February 01, 2015

Half-Life of Browsing Data

Go run this analysis, right now:

  1. Variable = Sum Daily Visits, Next 30 Days (i.e. January).
  2. Variable = Sum Daily Visits, Past Week (last week of December).
  3. Variable = Sum Daily Visits, 8-30 Days Ago (first three weeks of December).
  4. Variable = Sum Daily Visits, 31-90 Days Ago (September - November).
  5. Variable = Sum Daily Visits, 91-365 Days Ago (January - August).
Once you create the variables, then run a regression model ... January is your dependent variable, the rest are your independent variables.

Look at the coefficients of the variables. The coefficients represent the half-life of visit data. For instance, your coefficients might look like this:
  • Last Week of December = 2.493.
  • First Three Weeks of December = 0.577.
  • September - November = 0.106.
  • January - August = 0.006.
Divide each coefficient by 2.493. This tells us the half-life of browsing data.
  • Last Week of December = 1.000.
  • First Three Weeks of December = 0.231.
  • September - November = 0.043.
  • January - August = 0.002.
In our example, browsing data eight to thirty days old is only worth 23% of the weight of browsing data from the past week.

In our example, browsing data thirty-one to ninety days old is only worth 4% of the weight of browsing data from the past week.

In our example, browsing data ninety-one to three-hundred-sixty-five days ago is only worth 0.2% of the weight of browsing data from the past week.

In other words, you'd only care about data from the past week, which is more than four times as important as data from eight-to-thirty days ago. Older data is essentially irrelevant.

You see this all the time in catalog models - your browsing data only has value on two fronts ... first, older browsing data is a negative indicator with catalog responsiveness ... and second, data in the past week is generally a positive indicator of catalog responsiveness ... but those visits quickly die off ... and in fact, they die off so fast that it is hard to act upon the data outside of a hotline program.

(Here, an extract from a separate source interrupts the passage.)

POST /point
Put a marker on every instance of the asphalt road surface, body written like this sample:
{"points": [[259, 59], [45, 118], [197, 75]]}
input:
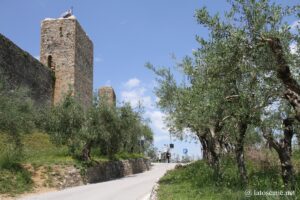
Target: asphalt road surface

Larger catalogers use various website visitation attributes to fire off hotline catalogs to inactive customers - this is not necessarily a real-time situation, of course, but the data has to be updated daily to have any impact on catalog segmentation.

Half-life browsing data is very important in email marketing - many large catalogers have 5-10 versions of emails multiple times a week - they use yesterday's browsing activity to shift the segment the customer belongs to, thereby assigning the customer to one of the 5-10 versions being delivered in the next campaign.

Browsing data is only important if you accurately calculate the half-life of the data. Otherwise, you've got problems.